Police attacked those trying to break through with pepper spray and water cannons.
After the celebrations, 74 people were detained.
The 2025 May Day in Istanbul starkly illustrated the enduring struggle for workers’ rights and democratic freedoms in Turkey. Despite a longstanding ban on gatherings in Taksim Square, thousands of demonstrators attempted to march towards the iconic site, symbolizing resistance against state repression. The government’s response was swift and forceful: over 50,000 police officers were deployed, public transportation was halted, and more than 400 individuals were detained for participating in unauthorized protests . These events unfolded amidst heightened political tensions following the recent arrest of Istanbul’s mayor, Ekrem İmamoğlu, a prominent opposition figure . This year’s May Day serves as a poignant reminder of the resilience of Turkey’s labour movement and the ongoing quest for democratic expression in the face of authoritarian constraints.
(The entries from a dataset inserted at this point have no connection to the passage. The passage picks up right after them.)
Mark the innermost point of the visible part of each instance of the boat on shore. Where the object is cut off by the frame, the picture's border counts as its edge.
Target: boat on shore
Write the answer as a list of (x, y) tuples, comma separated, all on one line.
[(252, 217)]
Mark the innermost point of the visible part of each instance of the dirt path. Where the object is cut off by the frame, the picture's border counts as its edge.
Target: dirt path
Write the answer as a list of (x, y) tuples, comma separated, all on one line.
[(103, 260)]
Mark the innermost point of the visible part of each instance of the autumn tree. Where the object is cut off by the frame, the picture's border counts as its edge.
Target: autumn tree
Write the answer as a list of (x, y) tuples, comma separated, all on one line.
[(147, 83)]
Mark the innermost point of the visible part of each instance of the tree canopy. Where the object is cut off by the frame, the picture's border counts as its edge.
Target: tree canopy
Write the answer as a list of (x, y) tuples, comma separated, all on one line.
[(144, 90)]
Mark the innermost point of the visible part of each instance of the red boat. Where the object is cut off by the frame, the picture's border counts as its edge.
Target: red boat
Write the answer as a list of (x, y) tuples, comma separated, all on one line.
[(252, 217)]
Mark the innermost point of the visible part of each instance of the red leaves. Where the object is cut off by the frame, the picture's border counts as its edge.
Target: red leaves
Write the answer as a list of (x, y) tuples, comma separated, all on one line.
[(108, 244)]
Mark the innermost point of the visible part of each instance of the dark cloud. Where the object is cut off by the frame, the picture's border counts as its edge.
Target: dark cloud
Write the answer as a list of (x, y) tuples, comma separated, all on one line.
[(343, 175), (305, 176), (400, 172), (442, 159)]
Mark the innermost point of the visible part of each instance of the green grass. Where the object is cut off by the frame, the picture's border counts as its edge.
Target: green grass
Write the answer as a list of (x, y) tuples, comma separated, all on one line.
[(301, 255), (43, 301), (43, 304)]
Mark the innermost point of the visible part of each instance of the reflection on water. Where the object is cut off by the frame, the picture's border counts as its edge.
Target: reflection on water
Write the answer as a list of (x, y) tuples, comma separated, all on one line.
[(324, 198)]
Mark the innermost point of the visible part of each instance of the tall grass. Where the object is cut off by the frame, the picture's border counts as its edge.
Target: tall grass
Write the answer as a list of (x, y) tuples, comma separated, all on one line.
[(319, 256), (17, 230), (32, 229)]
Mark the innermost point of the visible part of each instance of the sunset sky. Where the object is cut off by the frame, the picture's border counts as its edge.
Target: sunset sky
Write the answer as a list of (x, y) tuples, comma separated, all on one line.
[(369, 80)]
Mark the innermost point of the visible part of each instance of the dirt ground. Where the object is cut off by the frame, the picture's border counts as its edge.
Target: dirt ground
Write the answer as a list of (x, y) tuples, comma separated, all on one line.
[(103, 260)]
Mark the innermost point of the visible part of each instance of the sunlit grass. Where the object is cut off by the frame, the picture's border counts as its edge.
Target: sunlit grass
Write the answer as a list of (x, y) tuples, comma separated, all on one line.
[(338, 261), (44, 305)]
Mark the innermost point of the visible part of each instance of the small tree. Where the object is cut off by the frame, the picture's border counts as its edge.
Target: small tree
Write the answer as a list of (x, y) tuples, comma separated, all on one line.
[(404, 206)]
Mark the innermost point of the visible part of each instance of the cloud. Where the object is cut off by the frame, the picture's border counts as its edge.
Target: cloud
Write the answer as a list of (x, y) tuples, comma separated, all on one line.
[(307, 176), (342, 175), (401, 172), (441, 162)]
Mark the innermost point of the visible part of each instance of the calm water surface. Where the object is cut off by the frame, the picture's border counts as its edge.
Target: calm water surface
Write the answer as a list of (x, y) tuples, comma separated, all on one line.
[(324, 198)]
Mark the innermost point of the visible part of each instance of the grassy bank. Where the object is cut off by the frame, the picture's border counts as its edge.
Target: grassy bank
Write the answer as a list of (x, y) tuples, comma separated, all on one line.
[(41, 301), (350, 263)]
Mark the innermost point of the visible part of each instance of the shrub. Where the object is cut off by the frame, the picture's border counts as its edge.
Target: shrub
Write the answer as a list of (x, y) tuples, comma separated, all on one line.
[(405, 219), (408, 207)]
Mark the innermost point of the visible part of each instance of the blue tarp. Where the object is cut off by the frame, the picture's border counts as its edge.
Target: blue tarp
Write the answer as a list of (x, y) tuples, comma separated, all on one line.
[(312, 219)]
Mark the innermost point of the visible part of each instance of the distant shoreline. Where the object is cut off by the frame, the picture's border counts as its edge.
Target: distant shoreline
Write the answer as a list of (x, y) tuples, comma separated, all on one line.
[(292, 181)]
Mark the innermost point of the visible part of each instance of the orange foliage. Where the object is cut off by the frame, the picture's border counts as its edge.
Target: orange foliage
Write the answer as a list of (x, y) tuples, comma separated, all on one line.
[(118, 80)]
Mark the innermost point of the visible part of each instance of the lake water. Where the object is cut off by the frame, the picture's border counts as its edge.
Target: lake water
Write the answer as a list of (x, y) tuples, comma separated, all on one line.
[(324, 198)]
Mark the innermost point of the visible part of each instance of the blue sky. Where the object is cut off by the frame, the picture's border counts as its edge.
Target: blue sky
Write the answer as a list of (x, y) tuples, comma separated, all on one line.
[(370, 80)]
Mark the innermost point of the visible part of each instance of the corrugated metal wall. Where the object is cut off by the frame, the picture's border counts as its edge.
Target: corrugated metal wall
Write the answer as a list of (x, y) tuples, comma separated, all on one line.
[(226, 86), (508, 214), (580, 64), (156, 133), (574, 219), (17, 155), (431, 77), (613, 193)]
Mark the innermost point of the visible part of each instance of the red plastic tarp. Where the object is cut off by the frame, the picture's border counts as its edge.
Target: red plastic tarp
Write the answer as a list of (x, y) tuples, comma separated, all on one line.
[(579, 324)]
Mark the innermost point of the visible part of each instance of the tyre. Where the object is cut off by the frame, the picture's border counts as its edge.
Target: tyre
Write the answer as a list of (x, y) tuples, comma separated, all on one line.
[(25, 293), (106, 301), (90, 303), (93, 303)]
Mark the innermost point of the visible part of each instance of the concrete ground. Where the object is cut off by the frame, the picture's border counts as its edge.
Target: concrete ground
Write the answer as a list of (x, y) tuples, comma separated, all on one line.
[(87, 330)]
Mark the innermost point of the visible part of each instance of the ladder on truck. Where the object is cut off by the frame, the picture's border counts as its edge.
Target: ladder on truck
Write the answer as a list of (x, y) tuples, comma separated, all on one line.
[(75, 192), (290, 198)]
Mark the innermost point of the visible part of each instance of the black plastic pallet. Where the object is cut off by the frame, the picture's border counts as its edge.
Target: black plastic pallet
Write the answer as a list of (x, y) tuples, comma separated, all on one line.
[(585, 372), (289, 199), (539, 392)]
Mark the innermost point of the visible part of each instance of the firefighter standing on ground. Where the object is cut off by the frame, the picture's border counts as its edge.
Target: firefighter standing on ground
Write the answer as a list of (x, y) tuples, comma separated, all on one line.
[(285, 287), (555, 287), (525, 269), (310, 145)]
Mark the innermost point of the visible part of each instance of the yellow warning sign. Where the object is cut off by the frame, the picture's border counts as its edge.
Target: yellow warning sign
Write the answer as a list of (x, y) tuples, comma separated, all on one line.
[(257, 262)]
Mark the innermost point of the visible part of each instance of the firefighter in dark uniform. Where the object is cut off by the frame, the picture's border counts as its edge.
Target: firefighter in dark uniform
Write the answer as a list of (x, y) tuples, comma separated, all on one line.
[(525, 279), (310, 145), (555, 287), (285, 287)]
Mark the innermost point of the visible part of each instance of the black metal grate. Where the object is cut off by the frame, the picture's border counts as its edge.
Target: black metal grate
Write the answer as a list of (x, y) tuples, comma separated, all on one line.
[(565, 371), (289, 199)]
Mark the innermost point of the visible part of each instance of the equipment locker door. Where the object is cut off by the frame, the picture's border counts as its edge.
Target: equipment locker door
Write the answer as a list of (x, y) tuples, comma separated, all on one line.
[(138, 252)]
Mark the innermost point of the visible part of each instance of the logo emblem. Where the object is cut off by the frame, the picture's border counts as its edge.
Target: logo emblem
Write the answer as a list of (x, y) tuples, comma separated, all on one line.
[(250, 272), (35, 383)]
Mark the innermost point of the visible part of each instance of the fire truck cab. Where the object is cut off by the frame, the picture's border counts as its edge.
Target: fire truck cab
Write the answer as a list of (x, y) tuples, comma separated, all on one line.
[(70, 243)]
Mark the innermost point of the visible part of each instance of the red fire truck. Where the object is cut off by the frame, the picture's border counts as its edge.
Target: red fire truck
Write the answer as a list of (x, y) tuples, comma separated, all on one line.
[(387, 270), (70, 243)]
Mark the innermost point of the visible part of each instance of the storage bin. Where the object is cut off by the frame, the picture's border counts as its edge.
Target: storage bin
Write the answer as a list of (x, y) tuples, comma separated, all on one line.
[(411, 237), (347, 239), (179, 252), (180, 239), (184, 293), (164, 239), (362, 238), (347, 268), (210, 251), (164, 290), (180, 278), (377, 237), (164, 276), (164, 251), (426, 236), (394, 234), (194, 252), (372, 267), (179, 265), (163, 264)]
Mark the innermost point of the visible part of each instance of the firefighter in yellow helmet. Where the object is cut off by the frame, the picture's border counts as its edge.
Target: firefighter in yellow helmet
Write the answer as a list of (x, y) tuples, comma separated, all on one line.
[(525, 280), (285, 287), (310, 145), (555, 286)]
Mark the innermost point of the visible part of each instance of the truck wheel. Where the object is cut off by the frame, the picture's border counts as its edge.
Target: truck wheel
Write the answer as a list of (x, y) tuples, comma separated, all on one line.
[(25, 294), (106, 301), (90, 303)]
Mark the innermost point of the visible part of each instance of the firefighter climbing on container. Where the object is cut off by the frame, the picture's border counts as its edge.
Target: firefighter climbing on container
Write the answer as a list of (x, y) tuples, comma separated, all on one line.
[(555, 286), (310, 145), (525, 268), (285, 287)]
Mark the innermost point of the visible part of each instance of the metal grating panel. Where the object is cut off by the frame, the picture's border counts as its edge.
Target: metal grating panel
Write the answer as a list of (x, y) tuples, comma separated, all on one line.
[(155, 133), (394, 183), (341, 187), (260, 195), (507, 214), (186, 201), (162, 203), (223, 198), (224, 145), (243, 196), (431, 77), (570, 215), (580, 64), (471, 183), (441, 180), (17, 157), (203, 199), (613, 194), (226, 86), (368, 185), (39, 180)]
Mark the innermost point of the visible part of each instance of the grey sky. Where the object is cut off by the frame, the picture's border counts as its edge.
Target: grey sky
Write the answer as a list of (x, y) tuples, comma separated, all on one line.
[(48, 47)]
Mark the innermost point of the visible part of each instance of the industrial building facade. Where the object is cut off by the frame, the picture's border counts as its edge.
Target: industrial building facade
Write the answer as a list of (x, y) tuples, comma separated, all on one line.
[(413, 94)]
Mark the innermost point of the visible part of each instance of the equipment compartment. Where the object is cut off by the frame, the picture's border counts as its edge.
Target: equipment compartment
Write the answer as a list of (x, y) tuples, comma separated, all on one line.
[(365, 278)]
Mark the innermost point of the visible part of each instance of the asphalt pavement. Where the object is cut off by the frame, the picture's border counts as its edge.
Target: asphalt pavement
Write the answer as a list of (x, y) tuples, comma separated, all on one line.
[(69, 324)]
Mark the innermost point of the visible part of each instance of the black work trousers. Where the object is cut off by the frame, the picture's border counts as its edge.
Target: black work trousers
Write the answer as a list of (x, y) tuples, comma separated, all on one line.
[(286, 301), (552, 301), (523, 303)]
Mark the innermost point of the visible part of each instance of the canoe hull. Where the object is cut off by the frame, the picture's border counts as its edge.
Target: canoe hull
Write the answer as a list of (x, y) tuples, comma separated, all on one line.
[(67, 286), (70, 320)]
Throughout history, workers, youth, and women—who faced hostile attacks from every regime yet refused to bow—have never stopped fighting to make May Day free.
Ertuğrul Mavioğlu is a journalist, author, and contributor to Medya News. He was imprisoned from 1980 to 1991 for opposing the 1980 military coup in Turkey. Active in journalism since 1985, he has published eight books. Mavioğlu faces ongoing legal challenges over his 2013 documentary ‘Bakur’, filmed in Kurdish guerrilla camps. His latest work, ‘Bakur Notes’, was released in 2013.